Yes, I tried wiggling every switch I could find in the cab (or at least, every one that I didn’t know exactly what it did). I couldn’t find any other switches near the tail-lift or on the outside of the truck, and there wasn’t a second control inside the back, like there is sometimes. I also looked for a socket for a control lead, but again didn’t find one.

It’s a mystery.

Shunting, get used to it lad, as well as slipping big trucks through small gaps.

Yes, I know, but at least one of the situations I shouldn’t have got myself into in the first place. :unamused:

As recommended by people here, I GOALed lots, (at least 10 times on the tight T-junction with the car parked opposite), and successfully failed to hit anything (AFAIK). I think I gave them the truck back in the same condition as I picked it up (although they might have lost a bit of paint from the underside of the fuel tank when I nearly grounded).

Incidentally, my second run was last night - the agency called again at 6pm, wanting me to start at 7pm for a run from Avonmouth to Liverpool. The job was night trunking between RDCs, and was an absolute breeze (apart from the occasional downpour), and passed without incident - one of the usual guys gave me very good directions (it helped that the RDC was just off the motorway), and I just drove straight there and back. They did all the unloading/loading (woohoo!). I finished at 6:30am, and I’m now debating whether to go to bed or not… I’ve now been up for 27 hours… :open_mouth:

This one was an MAN - not sure of the model, but a 52-reg, and 200 Mm on the clock. Similar in physical size to the DAF, but with a day cab. I learned and took my test in an MAN (albeit older), so I felt quite at home. I didn’t have any problems getting reverse, either. :slight_smile: This one also had enough guts to maintain 56mph in 6th up all the hills as well.
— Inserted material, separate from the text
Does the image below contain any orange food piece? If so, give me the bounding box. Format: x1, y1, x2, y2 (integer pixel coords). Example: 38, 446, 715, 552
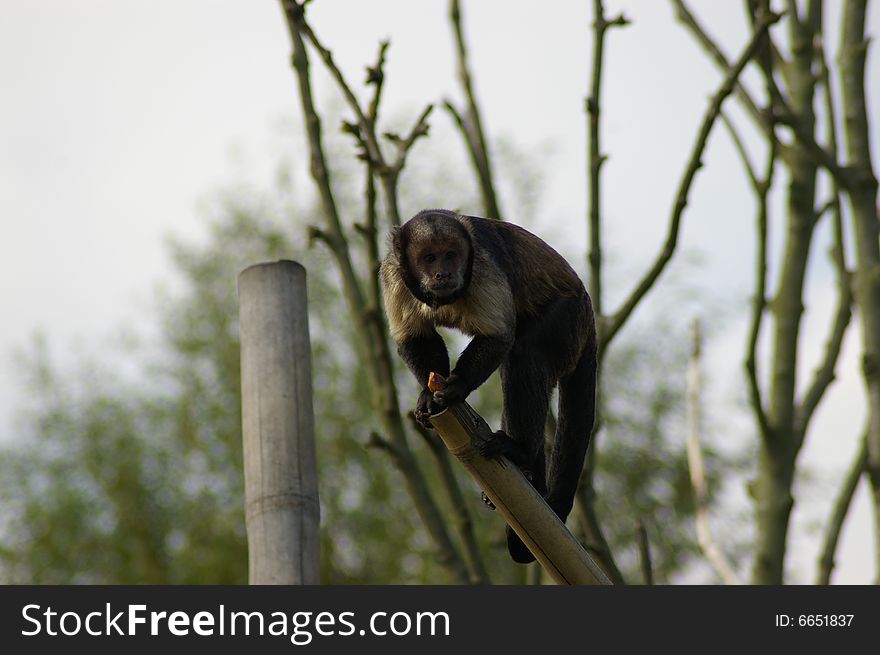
428, 371, 446, 391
Plus I worked out how to use the cruise control quicker.

Goto bed

tartanraider wrote:
Goto bed

No. :stuck_out_tongue:

If I go to bed in the middle of the day, I end up waking up in the evening/middle of the night, and then can’t sleep - it’s like jet lag.

IME, unless I have something else to do the next night (like another night run), the best thing to do is to stick it out and go to bed at the (approximately) normal time, have good long sleep, and I’m back to normal again.

Since the agency haven’t told me that there’s another night run coming, I’m going to stay up, and resynchronise back to normal day and night.

If you want regular class 2 work, ring NIS agencie at chipping sodbury, they would put you into the co-op at portbury tomorow doing store deliveries, thats where i started out on class 2 and the money is very very good there.

Gurner wrote:
If you want regular class 2 work, ring NIS agencie at chipping sodbury

I don’t really want regular class 2 work; this isn’t my normal job. I just do occasional truck work for ‘fun’ during holidays. As a result, I can’t really expect the agency to give me the exact work I want for the occasional days that I am available.

Once I’ve got my class 1, I should be able to get better work…

If you change your mind about the Co-op at Portbury, I can tell you where the tail lift switch is on the rental MAN rigids. We took three down on Wedensday.